Bitcoin’s short-term holder stress metric has dropped to its lowest point since the 2018 bear market bottom. The signal, tracked by Checkonchain, applies Bollinger Bands to the gap between Bitcoin’s spot price and the average cost basis of wallets that have held BTC for less than 155 days.
Bitcoin (BTC) Price
When the oscillator falls below the lower statistical band, it means recent buyers are sitting on losses that go beyond normal historical volatility.
The last time this reading was this low was late 2018. Following that signal, Bitcoin rallied roughly 150% within a year and approximately 1,900% over the next three years.
The same indicator also flashed ahead of the November 2022 bottom. That bottom preceded a 700% rally to a record high near $126,270.
Realized losses among short-term holder whales have remained low since Bitcoin’s October 2025 peak near $126,000. This suggests larger recent buyers have not yet sold at a loss, which analysts read as a sign of seller exhaustion.
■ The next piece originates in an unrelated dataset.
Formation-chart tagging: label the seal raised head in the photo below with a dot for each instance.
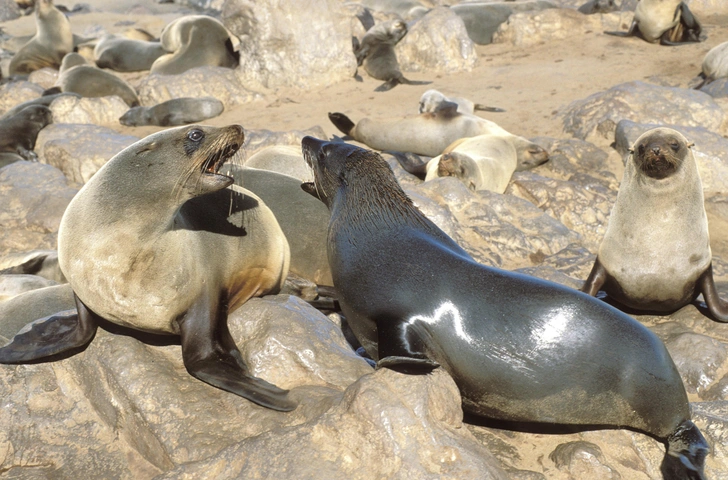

Wells Fargo strategist Ohsung Kwon, cited by CNBC, said larger-than-usual US tax refunds in 2026 could drive fresh buying in Bitcoin and equities. The bank estimates as much as $150 billion in refunds will be distributed, with more than 60% expected by end of March 2026.
The refunds are linked to provisions in the 2025 tax law and no changes to IRS withholding tables, meaning more cash is expected to land in taxpayer accounts.
Wells Fargo noted that Bitcoin has recently tracked domestic liquidity closely. Over the past four weeks, US domestic liquidity fell by $105 billion. Bitcoin dropped approximately 28% over the same period.
Analysts at Milk Road flagged that Bitcoin is on pace for its fifth consecutive monthly decline. The last time this happened was during the 2018–2019 bear cycle, when BTC fell nearly 60% over six months before recovering 300% over the following five months.
Milk Road suggested a potential reversal could begin around April 1, 2026, which would align with peak tax refund liquidity.
Veteran trader Peter Brandt also sees potential for a short-term bounce but said BTC is not forming an inverse head-and-shoulders pattern, indicating any near-term rally may be a relief bounce rather than a confirmed bottom.
Bitcoin was trading around $67,081 at time of writing, down 1.19% on the day.